As Elaben says, ‘If women are at the centre, their productive work is the thread that weaves a society together. When you have work, you have an incentive to maintain a stable society. You can not only see the future, but you can plan for the future. Work builds peace, because work gives people roots, it builds communities and it gives meaning and dignity to one’s life.’

By work we do not mean factory jobs, nor sweatshops and cheap labour that leaves a person a slave to yet another kind of exploitation. By work, we mean the production of food that nurtures us all and access to water that brings life to the dry seeds of the future. It means the upgrading of existing and traditional skills that people have possessed for thousands of years – agriculture, animal husbandry, fishing, textiles. This work feeds people and helps restore man’s relationship with himself, with fellow human beings, with the earth and the environment and with the great spirit that created us all.

We can help local producers build links to mainstream markets. We can help them find access to financial services, technological services. We can ensure that their voice is heard at the policy-making level. We can try to prove to the world that the right kind of economic development is a vital path to peace.

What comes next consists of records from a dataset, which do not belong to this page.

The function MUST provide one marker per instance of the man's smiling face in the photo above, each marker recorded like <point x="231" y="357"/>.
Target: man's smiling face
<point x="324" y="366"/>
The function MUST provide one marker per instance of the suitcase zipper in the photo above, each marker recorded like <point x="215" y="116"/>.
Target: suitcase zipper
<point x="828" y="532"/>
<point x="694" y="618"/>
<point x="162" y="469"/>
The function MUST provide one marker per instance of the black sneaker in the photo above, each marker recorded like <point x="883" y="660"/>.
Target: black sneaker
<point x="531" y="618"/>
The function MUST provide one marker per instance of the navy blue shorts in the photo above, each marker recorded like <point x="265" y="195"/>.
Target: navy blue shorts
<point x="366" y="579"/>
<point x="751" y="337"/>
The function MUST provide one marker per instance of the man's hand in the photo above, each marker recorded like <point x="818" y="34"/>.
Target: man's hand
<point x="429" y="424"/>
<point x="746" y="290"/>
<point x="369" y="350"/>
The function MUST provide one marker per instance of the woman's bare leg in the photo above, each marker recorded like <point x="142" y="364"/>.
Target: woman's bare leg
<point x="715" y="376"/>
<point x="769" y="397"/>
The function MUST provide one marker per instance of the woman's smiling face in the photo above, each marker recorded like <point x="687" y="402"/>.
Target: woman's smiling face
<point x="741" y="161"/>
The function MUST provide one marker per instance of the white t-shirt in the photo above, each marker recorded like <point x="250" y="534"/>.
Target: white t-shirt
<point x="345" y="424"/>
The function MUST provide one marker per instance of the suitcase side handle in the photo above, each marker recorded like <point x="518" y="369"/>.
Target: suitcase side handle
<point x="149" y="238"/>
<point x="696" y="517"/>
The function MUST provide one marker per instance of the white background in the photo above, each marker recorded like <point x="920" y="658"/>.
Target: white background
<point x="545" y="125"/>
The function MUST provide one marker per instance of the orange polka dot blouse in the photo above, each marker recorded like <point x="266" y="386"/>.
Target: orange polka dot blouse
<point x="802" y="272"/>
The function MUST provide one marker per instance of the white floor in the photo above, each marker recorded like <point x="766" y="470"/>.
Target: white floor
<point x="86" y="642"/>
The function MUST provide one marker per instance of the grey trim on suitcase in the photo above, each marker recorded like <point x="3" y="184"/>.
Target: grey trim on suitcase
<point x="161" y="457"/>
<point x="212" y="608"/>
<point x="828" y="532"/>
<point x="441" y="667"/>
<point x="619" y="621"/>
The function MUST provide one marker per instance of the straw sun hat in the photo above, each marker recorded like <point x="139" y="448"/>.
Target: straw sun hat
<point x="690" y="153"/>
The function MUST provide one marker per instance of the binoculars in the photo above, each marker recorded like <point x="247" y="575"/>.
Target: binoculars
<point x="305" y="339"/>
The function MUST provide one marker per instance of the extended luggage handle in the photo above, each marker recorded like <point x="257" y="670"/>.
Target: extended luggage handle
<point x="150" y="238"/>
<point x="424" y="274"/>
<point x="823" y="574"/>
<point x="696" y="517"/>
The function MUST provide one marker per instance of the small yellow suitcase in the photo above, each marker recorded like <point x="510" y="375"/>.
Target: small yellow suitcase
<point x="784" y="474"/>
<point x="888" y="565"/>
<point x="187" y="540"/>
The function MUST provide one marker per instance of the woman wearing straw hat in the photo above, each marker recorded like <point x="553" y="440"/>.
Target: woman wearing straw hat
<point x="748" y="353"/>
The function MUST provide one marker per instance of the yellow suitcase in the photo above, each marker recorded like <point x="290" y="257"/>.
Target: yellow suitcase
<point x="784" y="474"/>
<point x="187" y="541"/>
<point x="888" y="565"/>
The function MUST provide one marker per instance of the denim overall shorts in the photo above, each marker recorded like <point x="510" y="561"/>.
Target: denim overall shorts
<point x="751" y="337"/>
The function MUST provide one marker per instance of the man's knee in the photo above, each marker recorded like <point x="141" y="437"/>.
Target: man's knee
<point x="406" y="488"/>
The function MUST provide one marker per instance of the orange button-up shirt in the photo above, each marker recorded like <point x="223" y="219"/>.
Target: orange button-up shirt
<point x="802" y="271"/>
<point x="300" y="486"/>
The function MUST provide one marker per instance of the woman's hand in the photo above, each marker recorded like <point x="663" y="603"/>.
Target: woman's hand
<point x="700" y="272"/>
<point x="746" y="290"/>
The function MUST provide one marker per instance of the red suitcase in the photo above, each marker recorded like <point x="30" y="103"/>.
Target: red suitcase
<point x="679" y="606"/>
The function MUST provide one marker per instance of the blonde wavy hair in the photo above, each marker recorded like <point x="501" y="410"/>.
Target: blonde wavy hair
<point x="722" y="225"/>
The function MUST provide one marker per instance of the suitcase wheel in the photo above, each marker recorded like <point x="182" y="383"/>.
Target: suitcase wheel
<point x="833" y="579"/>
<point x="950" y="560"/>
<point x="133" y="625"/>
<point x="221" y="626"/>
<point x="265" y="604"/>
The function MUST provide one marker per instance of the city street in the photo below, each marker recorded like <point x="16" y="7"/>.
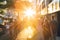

As we plan to expand our work in Sri Lanka and sadly, as similar challenges of conflict face SEWA sisters at home in India, I wonder if peace is masculine or feminine? Or is peace what we do after a war or between the two? I wonder if the real reason for work is to make money or build a family or community? I wonder if our focus on women only reflects gender concerns or points to a so far subdued way of living a fuller life? These may be questions that need further research, but where is the time for that? I am sure that more work with sisters in SEWA may provide some insights.

 

Footnote:

1. The rehabilitation programme thus came into existence and is called the ‘Shanta Programme’, widows are called Shantabens which means peace makers while the single parent and orphans are called Hamare Bachche. Riot affected women are called ‘Shantaben’. Shanta in Gujarati means a peaceful woman. Also, at SEWA we do not believe in creating differences among women by their social status as widows and therefore we called them Shantaben.